ESET Online Help

Search English
Select the topic

Behavioral report

In the Web Console, navigate to Submitted Files. Select the file and click Show Details > View Behavior to see the File Behavior Report. This report contains essential data about the inspected file and observed behavior from the sandbox analysis. Each sample can have multiple observed behaviors. Depending on the license type you own, you can see two different behavior report layouts and results.

Non-EDR/XDR license users

The report consists of the following:

1.Result—Final assessment of the file.

2.Advanced scanning engines—Results from the scanning layer.

3.Behavioral analysis sandbox—Results from the behavioral layer.

4.Analyzed behaviors—List of analyzed behaviors and their results.

behaviors_old

EDR/XDR license users

note

You can download Behavioral report via the Download PDF button.

The report consists of the following:

1.Result—Final assessment of the file.

2.File details—Results from the scanning layer.

3.SHA-1 hash—Contains hash and a link to VirusTotal.

4.SHA-256 hash—Contains SHA-256 hash.

5.Sandbox details—Results from the behavioral layer.

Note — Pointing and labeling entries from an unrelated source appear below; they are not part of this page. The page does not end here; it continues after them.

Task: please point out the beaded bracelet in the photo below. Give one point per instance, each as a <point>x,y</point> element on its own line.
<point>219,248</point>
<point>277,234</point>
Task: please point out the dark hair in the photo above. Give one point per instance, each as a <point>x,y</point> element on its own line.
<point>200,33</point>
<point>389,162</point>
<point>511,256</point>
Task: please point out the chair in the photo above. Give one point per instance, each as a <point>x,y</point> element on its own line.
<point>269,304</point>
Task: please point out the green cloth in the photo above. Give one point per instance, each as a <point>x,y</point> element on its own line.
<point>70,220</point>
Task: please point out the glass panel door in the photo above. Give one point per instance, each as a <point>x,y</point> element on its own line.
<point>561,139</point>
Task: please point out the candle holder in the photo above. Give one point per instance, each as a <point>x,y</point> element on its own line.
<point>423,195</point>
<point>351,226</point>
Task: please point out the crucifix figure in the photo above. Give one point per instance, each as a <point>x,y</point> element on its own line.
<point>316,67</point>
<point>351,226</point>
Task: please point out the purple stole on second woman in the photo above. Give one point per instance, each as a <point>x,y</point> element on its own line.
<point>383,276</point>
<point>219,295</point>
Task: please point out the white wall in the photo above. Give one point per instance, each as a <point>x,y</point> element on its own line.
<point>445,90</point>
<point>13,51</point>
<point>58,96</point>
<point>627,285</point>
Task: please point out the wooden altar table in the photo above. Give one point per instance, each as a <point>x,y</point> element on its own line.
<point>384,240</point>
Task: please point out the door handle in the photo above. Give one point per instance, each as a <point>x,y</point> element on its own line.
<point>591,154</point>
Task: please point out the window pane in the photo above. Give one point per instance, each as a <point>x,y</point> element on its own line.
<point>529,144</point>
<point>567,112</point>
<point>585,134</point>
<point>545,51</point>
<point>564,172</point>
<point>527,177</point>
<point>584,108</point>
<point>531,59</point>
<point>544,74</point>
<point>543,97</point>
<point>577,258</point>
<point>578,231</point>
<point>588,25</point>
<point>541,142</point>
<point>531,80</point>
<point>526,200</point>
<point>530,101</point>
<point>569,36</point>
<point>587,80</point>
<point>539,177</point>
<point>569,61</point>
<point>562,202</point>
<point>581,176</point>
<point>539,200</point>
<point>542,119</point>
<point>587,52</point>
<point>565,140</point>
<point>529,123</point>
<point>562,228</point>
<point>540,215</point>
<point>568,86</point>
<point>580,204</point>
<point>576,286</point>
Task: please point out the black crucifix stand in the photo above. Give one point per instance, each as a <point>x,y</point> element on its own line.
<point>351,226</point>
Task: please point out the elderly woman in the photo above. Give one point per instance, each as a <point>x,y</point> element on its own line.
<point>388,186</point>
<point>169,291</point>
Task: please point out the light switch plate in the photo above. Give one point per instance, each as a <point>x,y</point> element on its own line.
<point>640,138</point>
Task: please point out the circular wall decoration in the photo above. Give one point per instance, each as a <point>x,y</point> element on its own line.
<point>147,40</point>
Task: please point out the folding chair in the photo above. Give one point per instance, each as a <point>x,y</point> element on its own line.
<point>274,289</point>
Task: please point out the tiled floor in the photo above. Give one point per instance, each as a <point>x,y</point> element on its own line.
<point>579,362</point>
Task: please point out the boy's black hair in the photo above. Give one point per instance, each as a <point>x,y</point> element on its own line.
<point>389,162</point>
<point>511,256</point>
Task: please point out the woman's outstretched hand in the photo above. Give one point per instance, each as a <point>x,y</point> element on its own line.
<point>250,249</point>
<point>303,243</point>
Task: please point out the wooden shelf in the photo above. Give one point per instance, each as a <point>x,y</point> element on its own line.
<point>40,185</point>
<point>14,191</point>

6.Analyzed behaviors—List of detected behaviors and their results. You can use the search bar to navigate through the details after analysis.

7.Static analysis—You can see the Static analysis section to analyze samples within their environments.

example

Behavioral report

behaviors

Use the Search bar or view the logs based on the following:

1.Process—The tree-structured list of actions grouped based on running processes. You can see the files and registry changes grouped by process. The Process tab is divided into these sections:

Process—List of actions taken on processes.

File—Details about the affected files.

Registry—Details about the affected registries.

Network—List of network activities.

Other—Objects such as events, mutex, WMI queries.

 

2.Operations—List of actions based on operation type. The Operations tab is divided into sections:

Process—List of actions taken on processes.

File—Details about the affected files.

Registry—Details about the affected registries.

Network—List of network activities.

Other—Objects such as events, mutex, WMI queries.

Interaction—Detailed sandbox interaction overview.

 

3.API Logs—Overview of the process activity through selected system functions.

process_api

analyzed_behaviors

Static analysis

You can see the Static analysis section to analyze samples within their environments. Here, you have the following tabs:

Details—Two windows will display: A General info window with an overview of the file and a Versions window with the file version details.

File geometry—Lists structural information obtained from ESET subsystems. The files included in a nested file are highlighted.

Imports—Lists visible libraries and their imports, including those unaffected by the file. You can find the dynamically loaded libraries and their imports in the API Logs section. The files included in a nested file are highlighted.

Exports—Lists the export functions valid for .dll files.

Sections—Lists the portable executables containing code and data complying with the program.

Resources—Lists the content from the .rsrc section. The files with the known file type are highlighted.

Methods—Lists the methods and functions utilized by the samples.

MacOS—Lists Objective-C classes specific to macOS samples. The files included in a nested file are highlighted.

static_an

note

The example displays only four tabs, there may be more depending on the file type.